# Give an example of two irrational numbers whose

Question:

Give an example of two irrational numbers whose
(i) difference is an irrational number.
(ii) difference is a rational number.
(iii) sum is an irrational number.
(iv) sum is a rational number.
(v) product is an irrational number.
(vi) product is a rational number.
(vii) quotient is an irrational number.
(viii) quotient is a rational number.

Solution:

(i) 2 irrational numbers with difference an irrational number will be $3-\sqrt{5}$ and $3+\sqrt{5}$.

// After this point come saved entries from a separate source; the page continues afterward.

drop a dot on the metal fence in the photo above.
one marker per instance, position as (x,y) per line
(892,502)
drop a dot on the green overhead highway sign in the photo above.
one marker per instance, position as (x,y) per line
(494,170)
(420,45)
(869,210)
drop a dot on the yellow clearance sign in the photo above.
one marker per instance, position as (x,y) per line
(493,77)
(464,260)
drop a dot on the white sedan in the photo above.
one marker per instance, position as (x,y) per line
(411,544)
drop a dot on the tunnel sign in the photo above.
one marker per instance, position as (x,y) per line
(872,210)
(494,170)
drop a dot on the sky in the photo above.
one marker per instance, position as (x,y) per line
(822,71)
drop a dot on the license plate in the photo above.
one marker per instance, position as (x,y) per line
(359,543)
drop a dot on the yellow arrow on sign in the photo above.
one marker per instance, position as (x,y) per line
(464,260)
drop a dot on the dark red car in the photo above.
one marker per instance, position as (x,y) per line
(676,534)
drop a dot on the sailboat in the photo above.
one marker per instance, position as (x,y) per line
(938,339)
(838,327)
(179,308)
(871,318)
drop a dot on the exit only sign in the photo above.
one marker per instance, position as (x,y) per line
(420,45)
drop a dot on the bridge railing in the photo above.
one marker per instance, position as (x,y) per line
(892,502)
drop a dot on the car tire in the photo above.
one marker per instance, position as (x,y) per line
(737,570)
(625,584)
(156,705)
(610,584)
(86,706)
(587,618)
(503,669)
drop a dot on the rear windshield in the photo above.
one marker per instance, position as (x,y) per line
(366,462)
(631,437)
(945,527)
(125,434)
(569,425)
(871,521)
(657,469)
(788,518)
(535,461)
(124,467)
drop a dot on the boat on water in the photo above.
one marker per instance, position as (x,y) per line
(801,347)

(ii) 2 irrational numbers with difference is a rational number will be $5+\sqrt{3}$ and $2+\sqrt{3}$

(iii) 2 irrational numbers with sum an irrational number $7+\sqrt{5}$ and $\sqrt{6}-8$

(iv) 2 irrational numbers with sum a rational number is $3-\sqrt{2}$ and $3+\sqrt{2}$

(v) 2 irrational numbers with product an irrational number will be $6+\sqrt{3}$ and $7-\sqrt{3}$

(vi) 2 irrational numbers with product a rational number will be $(5+\sqrt{7})$ and $(5-\sqrt{7})$

(vii) 2 irrational numbers with quotient an irrational number will be $\sqrt{15}$ and $\sqrt{5}$

(viii) 2 irrational numbers with quotient a rational number will be $\sqrt{63}$ and $\sqrt{7}$.